The posts highlight different approaches and what professionals feel are key areas to include in CPD. Posts have referenced research, which adds to the validity of the observations. Plus they have highlighted the importance of feedback from staff in relation to CPD, which is importance to inform future decisions.

My viewpoint is that CPD needs to have two intertwined strands. The first strand covers the needs of the school – statutory/legal requirements and key/central initiatives and priorities of the whole school, departments, year groups, Houses/pastoral system, at any given time. The second strand is the unique professional development of the individual member of staff which will relate directly to their experience, their needs (relating to personal strengths and areas for development) and their career aspirations.

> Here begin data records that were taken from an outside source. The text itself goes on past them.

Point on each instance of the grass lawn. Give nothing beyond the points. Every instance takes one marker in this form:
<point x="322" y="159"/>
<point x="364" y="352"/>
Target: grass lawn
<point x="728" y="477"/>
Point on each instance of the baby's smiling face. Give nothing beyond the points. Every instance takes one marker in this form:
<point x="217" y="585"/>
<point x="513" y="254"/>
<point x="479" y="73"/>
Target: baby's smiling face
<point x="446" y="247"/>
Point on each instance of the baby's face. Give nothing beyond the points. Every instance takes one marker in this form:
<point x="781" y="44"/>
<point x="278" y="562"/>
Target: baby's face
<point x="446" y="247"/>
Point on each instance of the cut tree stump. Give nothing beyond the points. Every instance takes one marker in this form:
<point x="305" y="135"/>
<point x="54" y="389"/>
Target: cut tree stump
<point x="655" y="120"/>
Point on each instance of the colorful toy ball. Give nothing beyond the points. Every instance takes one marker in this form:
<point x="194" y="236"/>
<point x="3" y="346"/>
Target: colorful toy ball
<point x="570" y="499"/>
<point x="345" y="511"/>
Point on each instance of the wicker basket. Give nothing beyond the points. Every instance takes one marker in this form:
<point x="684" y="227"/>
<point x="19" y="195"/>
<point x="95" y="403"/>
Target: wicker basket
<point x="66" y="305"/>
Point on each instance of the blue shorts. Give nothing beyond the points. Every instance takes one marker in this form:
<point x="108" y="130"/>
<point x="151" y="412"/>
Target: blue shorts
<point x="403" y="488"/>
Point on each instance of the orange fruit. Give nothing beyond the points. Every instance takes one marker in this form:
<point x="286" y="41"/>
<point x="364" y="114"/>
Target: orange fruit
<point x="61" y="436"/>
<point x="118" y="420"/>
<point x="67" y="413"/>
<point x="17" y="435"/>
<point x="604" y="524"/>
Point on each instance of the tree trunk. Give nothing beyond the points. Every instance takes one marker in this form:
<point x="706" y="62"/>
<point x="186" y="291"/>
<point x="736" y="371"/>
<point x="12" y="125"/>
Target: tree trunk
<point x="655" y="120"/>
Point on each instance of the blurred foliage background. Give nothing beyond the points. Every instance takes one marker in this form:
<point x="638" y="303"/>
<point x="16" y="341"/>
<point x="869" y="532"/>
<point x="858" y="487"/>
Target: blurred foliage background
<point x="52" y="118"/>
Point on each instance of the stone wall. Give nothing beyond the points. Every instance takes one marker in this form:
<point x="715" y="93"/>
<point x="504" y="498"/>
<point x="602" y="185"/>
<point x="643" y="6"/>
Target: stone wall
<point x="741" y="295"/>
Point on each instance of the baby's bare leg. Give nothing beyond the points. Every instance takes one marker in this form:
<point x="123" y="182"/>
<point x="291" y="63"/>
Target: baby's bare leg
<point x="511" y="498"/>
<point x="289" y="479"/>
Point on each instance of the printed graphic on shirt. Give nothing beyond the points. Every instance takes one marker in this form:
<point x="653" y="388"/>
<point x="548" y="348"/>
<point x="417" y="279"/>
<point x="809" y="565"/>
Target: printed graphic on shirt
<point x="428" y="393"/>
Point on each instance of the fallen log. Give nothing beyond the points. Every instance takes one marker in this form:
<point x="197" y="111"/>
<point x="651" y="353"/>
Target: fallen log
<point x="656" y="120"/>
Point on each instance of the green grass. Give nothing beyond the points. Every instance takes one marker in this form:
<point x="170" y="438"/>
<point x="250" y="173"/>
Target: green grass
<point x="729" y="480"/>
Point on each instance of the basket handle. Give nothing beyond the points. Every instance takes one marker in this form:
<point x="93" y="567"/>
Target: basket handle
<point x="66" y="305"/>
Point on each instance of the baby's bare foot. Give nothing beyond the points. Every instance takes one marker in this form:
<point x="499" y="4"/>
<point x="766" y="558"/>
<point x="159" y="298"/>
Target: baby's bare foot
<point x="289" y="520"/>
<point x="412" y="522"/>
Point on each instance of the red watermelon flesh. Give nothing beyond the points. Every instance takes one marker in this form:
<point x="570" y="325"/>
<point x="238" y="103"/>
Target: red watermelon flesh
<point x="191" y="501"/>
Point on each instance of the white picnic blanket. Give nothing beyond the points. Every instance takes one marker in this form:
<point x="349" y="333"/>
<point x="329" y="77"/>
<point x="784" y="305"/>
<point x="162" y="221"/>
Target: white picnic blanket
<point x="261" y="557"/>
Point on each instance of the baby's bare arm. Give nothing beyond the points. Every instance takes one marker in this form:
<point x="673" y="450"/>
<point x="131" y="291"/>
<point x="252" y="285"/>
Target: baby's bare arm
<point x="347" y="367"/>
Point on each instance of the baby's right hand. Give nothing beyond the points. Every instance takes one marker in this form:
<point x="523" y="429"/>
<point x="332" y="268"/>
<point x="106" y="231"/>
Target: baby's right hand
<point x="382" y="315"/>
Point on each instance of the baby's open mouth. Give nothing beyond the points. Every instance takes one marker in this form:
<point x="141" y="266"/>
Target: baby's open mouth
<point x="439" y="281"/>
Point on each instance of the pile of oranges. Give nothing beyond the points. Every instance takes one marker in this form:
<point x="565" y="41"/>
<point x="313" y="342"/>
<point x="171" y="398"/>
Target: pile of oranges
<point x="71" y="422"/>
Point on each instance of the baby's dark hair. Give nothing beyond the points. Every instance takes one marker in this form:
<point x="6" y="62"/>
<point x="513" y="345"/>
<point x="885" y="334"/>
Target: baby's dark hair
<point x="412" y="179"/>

The challenge for schools is how they facilitate both strands to enable a positive, cohesive, holistic and meaningful outcome for all! The needs of an NQT for example will be very different to those of an aspiring middle leader or a colleague seeking Headship.

CPD must relate to teaching and learning/what happens in the learning environment. What is shared needs to cover national and international/global ideas, initiatives and developments if it is to have true/holistic value. However, CPD also needs to embrace pastoral areas, staff team building opportunities and e.g. the work-life balance of staff.

Other factors to consider in relation to CPD will be the costs involved and time (e.g. INSET days, cover for staff during the working day, twilight sessions and weekend training/conferences). Different schools will have different priorities and viewpoints on what is beneficial and reasonable to facilitate for their staff. In the current climate, some schools may be cutting back on CPD, although research would indicate that this is ill-advised as the CPD of staff is central to school improvement.

I think it is positive if staff are invited and encouraged to make suggestions regarding potential CPD sessions/input. Equally we all need to embrace the school agenda. I concur feedback from staff is vital; through reflection we can improve and refine what is delivered and how it is facilitated.

Increasing I wonder how much CPD will be facilitated in face to face training sessions and how much will be via web seminars, YouTube videos and blog posts etc. The shape and feel of learning and CPD is changing.